Ich habe schon oft Urlaub in Ostfriesland gemacht und würde behaupten, dass ich mich in der Gegend schon ein klein wenig auskenne. Umso mehr hat mich die tolle und detailgetreue Atmosphäre der Geschichte begeistert, die den Leser von wo auch immer er gerade sein mag, an die windige Küste der Nordsee versetzt. Die Atmosphäre ist unglaublich dicht und authentisch, was nicht nur enorm zur Spannung beiträgt, sondern dem Buch auch einen ganz gewissen Küstencharme verleiht, dem man sich nicht entziehen kann (vor allem wenn man schon mal da war). Die ganzen 400 Seiten hindurch liegt etwas in der Luft, das man nicht so richtig greifen kann. Der Prolog macht dabei den unheimlichen Auftakt und immer mal wieder beginnt man dann daran zu zweifeln, ob denn hier wirklich alles natürliche Ursachen hat oder ob nicht doch die Geschichten von den alten Seebären einen Funken Wahrheit beinhalten. Neben diesem Spannungsfaktor gibt es aber noch jede Menge andere. Sven Koch weiß es nämlich, den Leser gekonnt hinters Licht und auf eine völlig falsche Fährte zu führen, und das fast bis zur letzten Seite! Solche Geschichten mag ich ja besonders gern und mir gefällt es auch, wenn ich selbst zum Nachdenken angeregt werde, wie es hier der Fall war. Bevor ich das Ende gelesen habe, habe ich mich wirklich hingesetzt und bin im Kopf die Möglichkeiten durchgegangen, wer denn nun der Täter sein könnte. Das mache ich selten, aber wenn ich es mache, dann weil mich das Buch nicht mehr loslässt, was immer ein positives Zeichen ist. Der Spannungsbogen ebbt nie ab und steigt stetig an, was den berühmten Sog entwickelt, aus dem man sich nicht mehr befreien kann.

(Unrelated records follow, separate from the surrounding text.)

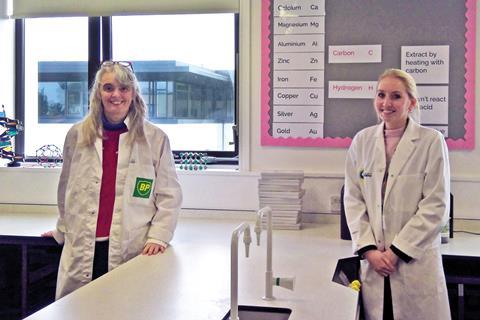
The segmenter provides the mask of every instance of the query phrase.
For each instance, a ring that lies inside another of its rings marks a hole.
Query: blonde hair
[[[400,80],[403,83],[403,85],[405,86],[405,90],[407,91],[408,97],[410,99],[415,99],[416,101],[415,105],[413,106],[413,110],[410,117],[412,118],[412,120],[419,123],[420,110],[418,106],[418,92],[417,92],[417,84],[415,82],[415,79],[413,79],[413,77],[410,74],[408,74],[403,70],[394,69],[394,68],[386,69],[378,77],[377,87],[378,87],[378,83],[380,83],[380,81],[382,81],[385,78],[395,78]]]
[[[103,75],[109,72],[115,73],[115,79],[122,86],[127,86],[133,90],[133,100],[127,114],[129,118],[127,141],[132,143],[136,139],[145,138],[143,122],[145,120],[147,106],[140,94],[137,77],[129,67],[113,63],[102,65],[95,75],[95,81],[90,90],[89,112],[82,122],[82,144],[84,145],[93,145],[97,138],[103,138],[103,104],[100,95],[100,81]]]

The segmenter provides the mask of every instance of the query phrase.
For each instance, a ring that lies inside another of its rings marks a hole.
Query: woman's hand
[[[142,254],[147,256],[153,256],[158,253],[164,253],[165,249],[166,248],[161,244],[147,242],[147,244],[145,244],[145,247],[143,248]]]
[[[390,261],[390,263],[393,265],[393,266],[396,266],[397,263],[398,263],[398,256],[392,251],[392,249],[388,249],[387,251],[385,251],[383,253],[383,255]]]
[[[42,233],[40,236],[53,238],[53,230],[44,232],[44,233]]]
[[[372,265],[373,269],[382,277],[387,277],[395,272],[395,264],[385,252],[380,250],[369,250],[365,252],[363,256]]]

Neben der super spannenden Story haben mir vor allem die Charaktere gefallen. Allen voran Femke habe ich gleich nach den ersten Seiten ins Herz geschlossen. Genau wie die Handlung sind auch die Charaktere voller interessanter Züge und Authentizität. Sie wirken weder aufgesetzt noch überzogen, obwohl sie allesamt Charakterköpfe mit Macken, Ecken und Kanten sind.  Femke und Tjark – der berühmte aber ziemlich aggressive Bestsellerautor und Kriminalist – bilden ein sympathisches und zugleich schlagkräftiges Ermittlerteam. Unterstützt werden sie dabei von allerhand Nebencharakteren, die aber nicht weniger abwechslungsreich in ihren Existenzen sind. Es ist wirklich ein bunter Haufen aus allesamt interessanten, aber auch ansprechenden Persönlichkeiten, bei denen selbst der kleinste Nebendarsteller eine Geschichte mit sich herum trägt, was wiederum zur überaus stimmigen Atmosphäre des gesamten Buches beiträgt. Keiner wirkt aufgesetzt oder gar erfunden, man kommt sich vor, als würden diese Menschen tatsächlich existieren.

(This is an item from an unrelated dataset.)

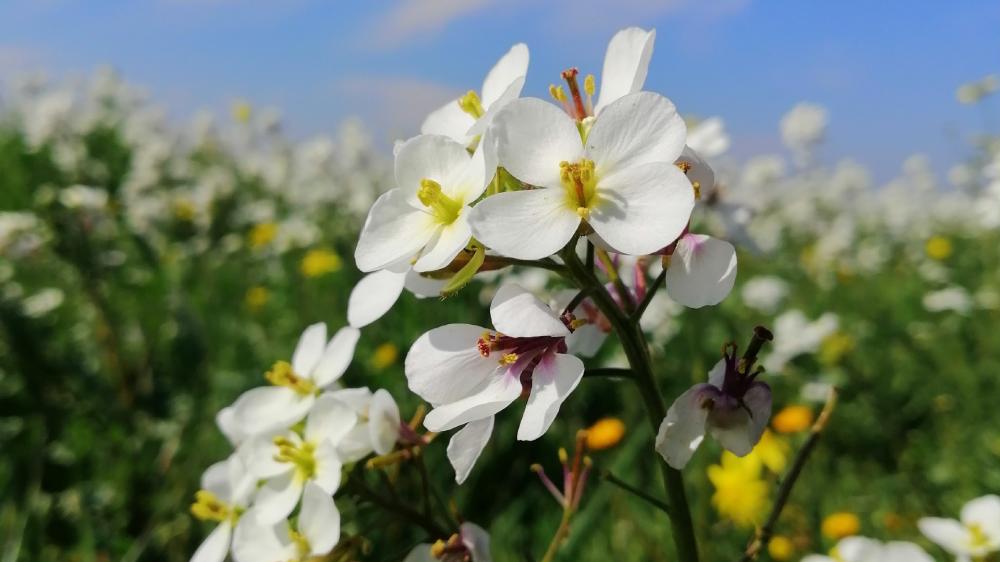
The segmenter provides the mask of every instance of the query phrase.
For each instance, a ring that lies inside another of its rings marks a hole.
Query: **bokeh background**
[[[661,387],[672,398],[701,381],[755,324],[776,334],[772,432],[749,460],[707,444],[688,469],[707,559],[742,549],[836,385],[769,556],[863,533],[947,560],[916,519],[1000,491],[997,3],[8,0],[0,562],[186,560],[210,530],[188,513],[199,476],[229,451],[215,413],[306,325],[345,324],[393,141],[478,88],[514,42],[531,48],[525,95],[543,96],[567,66],[599,73],[627,25],[657,29],[646,87],[700,133],[719,189],[696,222],[740,260],[718,307],[654,301]],[[488,322],[497,282],[443,302],[404,295],[365,329],[348,383],[387,388],[412,414],[409,344]],[[595,360],[620,362],[613,341]],[[443,440],[427,462],[490,529],[496,560],[537,559],[560,512],[529,465],[557,472],[556,450],[606,416],[627,430],[595,464],[658,492],[651,431],[620,381],[585,381],[533,443],[503,416],[461,488]],[[662,514],[588,489],[564,559],[672,560]],[[338,505],[345,532],[368,539],[363,559],[398,560],[423,538]]]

„Dünengrab“ kam aus dem Nichts und hat sich in Rekordzeit zu meinem Monatshighlight im Februar entwickelt. Mein Krimifan-Herz hat hier nicht nur beim spannungsgeladenen Showdown am Ende höher geschlagen!

bewertung

Atmosphärischer und hochspannender Küstenkrimi, bei dem hinter jede Ecke eine neue Wendung wartet und man es bereut, das Buch auch nur für ein paar Minuten zur Seite gelegt zu haben.